The BC Teachers' Federation has said the rankings place exaggerated importance on the FSA tests – a snapshot of literacy and numeracy skills – and has asked teachers to exempt their children from taking the tests.
Despite the criticism, the Fraser Institute says the report cards are widely read every year, with last year's report card receiving about 335,700 unique views online.
But while complaints from the schools at the bottom of the list may be expected, even those at the top are skeptical.
"Of course, it always feels good to be ranked No. 1," said Chantal Gionet, head of school for York House School, which tied for first out of 289 with Little Flower Academy.
"Academics are a priority at York House School, but we are also very much about educating the whole girl and igniting her passion for lifelong learning, whether it be in fine arts, athletics, community service or leadership. This is something that these rankings simply don't capture."
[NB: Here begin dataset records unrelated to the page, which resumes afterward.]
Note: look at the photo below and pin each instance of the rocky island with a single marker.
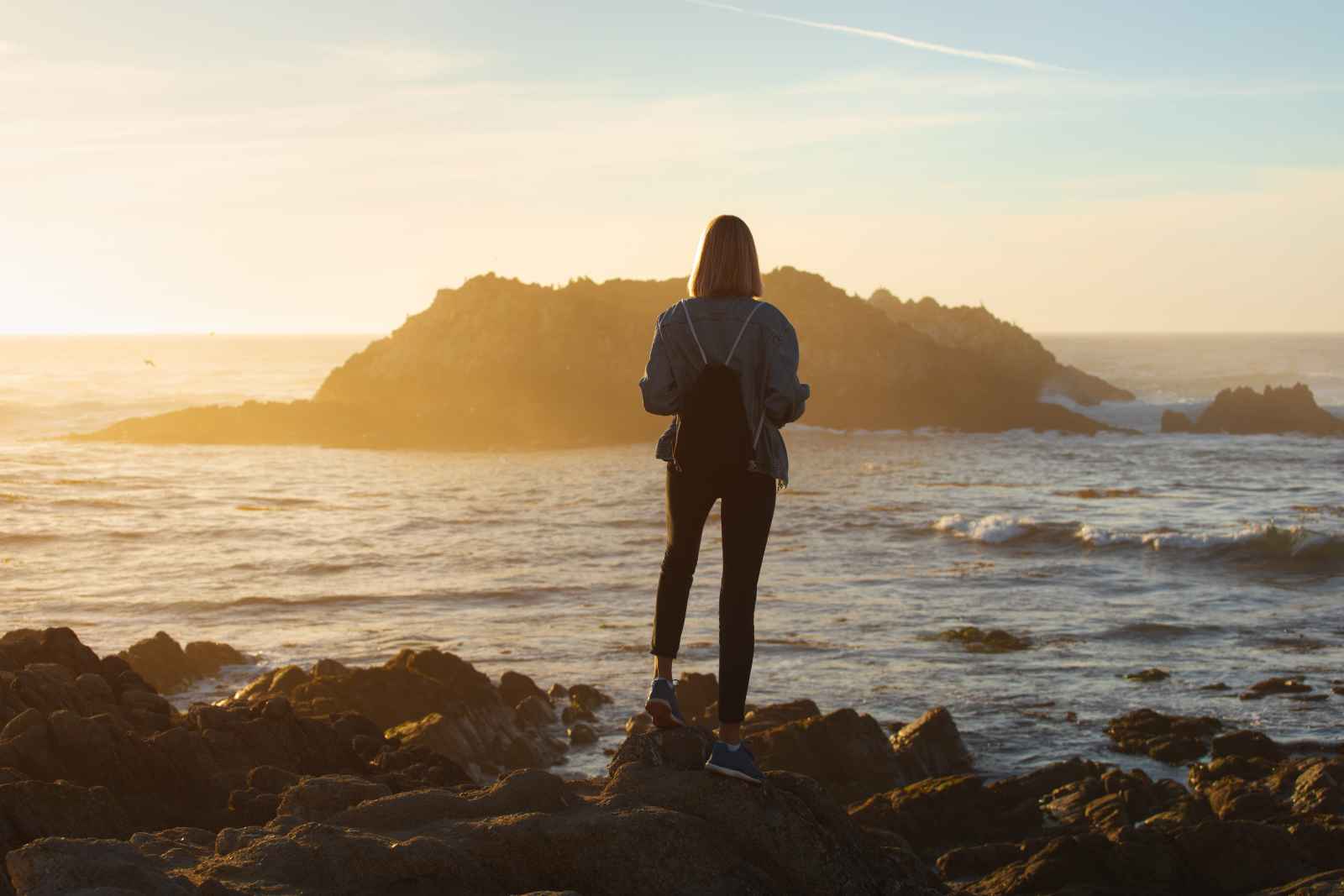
(423, 775)
(1243, 411)
(499, 363)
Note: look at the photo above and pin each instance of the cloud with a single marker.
(893, 38)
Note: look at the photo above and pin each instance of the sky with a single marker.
(1075, 167)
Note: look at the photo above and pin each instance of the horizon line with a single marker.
(381, 333)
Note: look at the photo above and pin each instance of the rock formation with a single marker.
(1001, 345)
(1243, 411)
(288, 790)
(497, 363)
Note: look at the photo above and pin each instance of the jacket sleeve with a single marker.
(662, 394)
(785, 396)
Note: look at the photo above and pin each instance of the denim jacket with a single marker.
(766, 360)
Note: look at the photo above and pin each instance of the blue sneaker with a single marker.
(734, 763)
(663, 705)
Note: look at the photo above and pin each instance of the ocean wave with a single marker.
(29, 537)
(995, 528)
(1268, 542)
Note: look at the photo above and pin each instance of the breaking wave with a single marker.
(1263, 542)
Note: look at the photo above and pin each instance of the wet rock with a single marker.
(1274, 687)
(588, 698)
(33, 809)
(62, 647)
(1231, 799)
(685, 748)
(1176, 422)
(320, 799)
(60, 867)
(329, 668)
(515, 688)
(1316, 790)
(1236, 856)
(844, 752)
(980, 641)
(582, 735)
(208, 658)
(1247, 743)
(638, 725)
(777, 714)
(277, 681)
(535, 711)
(1276, 410)
(937, 813)
(163, 663)
(1171, 739)
(696, 692)
(269, 779)
(931, 746)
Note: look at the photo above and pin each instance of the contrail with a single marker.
(886, 35)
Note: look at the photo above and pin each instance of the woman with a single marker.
(721, 325)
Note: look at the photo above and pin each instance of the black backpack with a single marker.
(712, 432)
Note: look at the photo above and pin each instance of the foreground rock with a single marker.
(433, 700)
(528, 832)
(170, 668)
(1243, 411)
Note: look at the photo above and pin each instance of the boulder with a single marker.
(1247, 743)
(696, 692)
(1176, 422)
(844, 752)
(515, 688)
(208, 658)
(1274, 687)
(535, 711)
(588, 698)
(163, 663)
(582, 734)
(1276, 410)
(1171, 739)
(931, 746)
(980, 641)
(60, 867)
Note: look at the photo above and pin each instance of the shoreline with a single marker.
(340, 762)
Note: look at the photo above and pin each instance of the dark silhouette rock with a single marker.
(777, 714)
(1247, 743)
(515, 688)
(461, 374)
(1245, 411)
(931, 746)
(844, 752)
(165, 664)
(588, 698)
(980, 641)
(582, 734)
(1003, 347)
(1173, 739)
(1274, 687)
(1176, 422)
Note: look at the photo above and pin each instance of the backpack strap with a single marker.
(756, 307)
(694, 335)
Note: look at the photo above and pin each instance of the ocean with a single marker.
(1220, 559)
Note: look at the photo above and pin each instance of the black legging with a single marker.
(746, 515)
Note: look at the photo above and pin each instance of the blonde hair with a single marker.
(726, 262)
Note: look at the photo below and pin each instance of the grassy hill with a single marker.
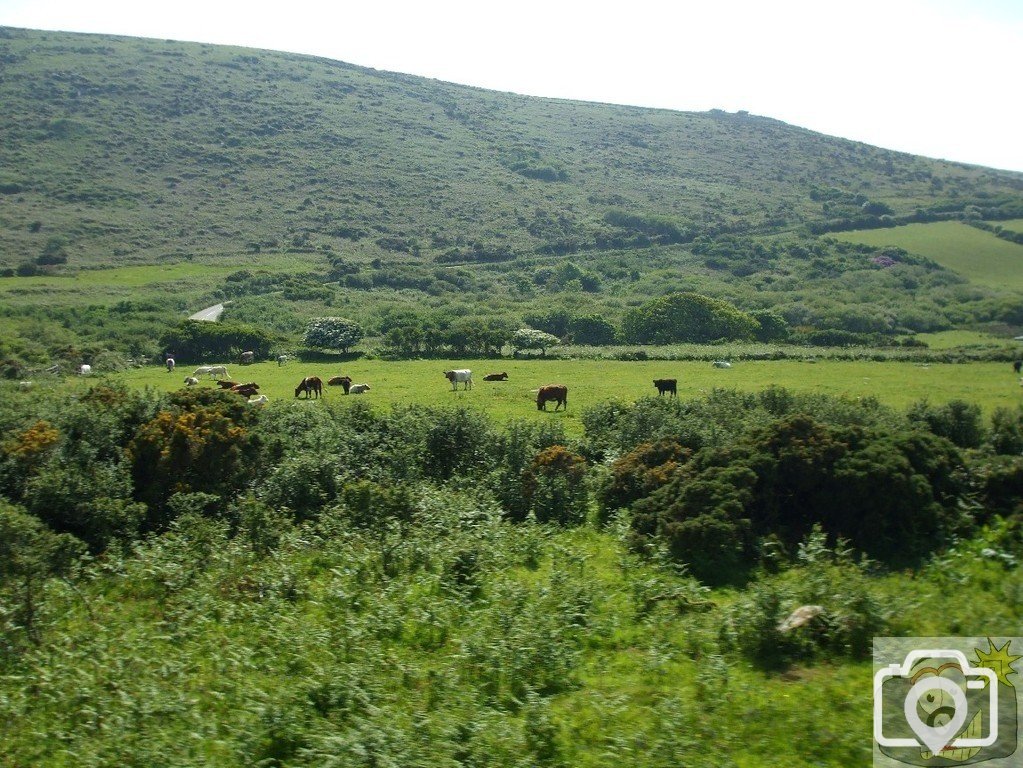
(299, 187)
(149, 149)
(979, 256)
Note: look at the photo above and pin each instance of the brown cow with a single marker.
(247, 390)
(560, 393)
(344, 382)
(669, 386)
(310, 386)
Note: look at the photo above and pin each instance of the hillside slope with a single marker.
(136, 150)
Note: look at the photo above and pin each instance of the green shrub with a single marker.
(893, 495)
(639, 472)
(957, 420)
(687, 317)
(1006, 436)
(553, 486)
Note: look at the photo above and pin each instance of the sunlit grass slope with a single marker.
(977, 255)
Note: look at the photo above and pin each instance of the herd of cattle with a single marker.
(312, 387)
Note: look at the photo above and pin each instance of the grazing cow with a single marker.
(669, 386)
(559, 393)
(463, 376)
(246, 390)
(310, 386)
(344, 382)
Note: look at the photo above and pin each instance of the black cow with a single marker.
(669, 386)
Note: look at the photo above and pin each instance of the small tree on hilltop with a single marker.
(334, 333)
(529, 339)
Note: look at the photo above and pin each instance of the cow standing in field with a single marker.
(463, 376)
(344, 382)
(311, 386)
(669, 386)
(559, 393)
(246, 390)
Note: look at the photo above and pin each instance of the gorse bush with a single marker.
(891, 495)
(553, 486)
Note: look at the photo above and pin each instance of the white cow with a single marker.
(463, 376)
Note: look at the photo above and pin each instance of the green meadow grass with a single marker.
(590, 381)
(950, 340)
(979, 256)
(86, 284)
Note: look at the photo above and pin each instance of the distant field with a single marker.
(589, 381)
(979, 256)
(948, 340)
(99, 285)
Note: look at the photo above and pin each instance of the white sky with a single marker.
(939, 78)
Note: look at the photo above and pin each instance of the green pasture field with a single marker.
(950, 340)
(90, 285)
(590, 381)
(979, 256)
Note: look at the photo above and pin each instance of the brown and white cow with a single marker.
(558, 393)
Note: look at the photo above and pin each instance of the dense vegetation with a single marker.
(164, 176)
(188, 579)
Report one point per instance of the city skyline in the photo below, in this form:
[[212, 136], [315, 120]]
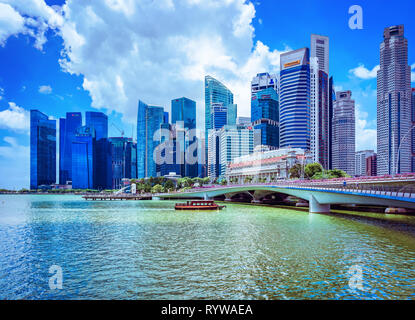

Patricia Dawson, head of school for Crofton House School, a private, university-prepatory school for girls that tied with West Point Grey Academy for fourth place, said the rankings reflect only "a small portion of what [schools] do."
"We struggle with the rankings. We greatly appreciate that the public at large, and certainly a broader parent community, looks at those rankings and puts a lot of stock in them. We do not," Dr. Dawson said.
"I've worked in public as well as independent [schools], and in public I'm always concerned when I see those rankings. Outstanding teachers, working as hard as you possibly can with those students – what is the impact of those rankings?"
Tam Matthews, head of school for West Point Grey Academy, shares that sentiment.
"We think it's really difficult to gauge the student learning through external testing," Mr. Matthews said. "We believe in the education serving the whole child. We understand that these [rankings] go on, but I think more important is for every student and parent to be choosing a school that really meets their needs. They need to visit the school and meet the teachers."
Charles Ungerleider, a former deputy minister of education and a professor emeritus at the University of British Columbia, said the rankings "destabilize a relationship between a community and its schools." He encouraged parents to visit schools and speak with teachers because there are several factors that make a school successful for a child.
Peter Cowley, director of school performance studies at the Fraser Institute, said such measures are needed to assess schools – that the report cards provide valuable information to parents.
"The same people who criticize the report card being focused only on academics are the same people who – if they chose to, if they had the will to – would be able to design indicators of other aspects of education, develop data sets and provide them to the public," Mr. Cowley said. "But they don't."
Lower-ranking schools, Mr. Cowley said, should work to improve their own rankings rather than blaming factors such as family income, the number of special-needs students or parent participation.
"Is there any school in Canada serving kids of the same general characteristics, in terms of personal and family characteristics, that does better than you do? If there is, you've got motivation."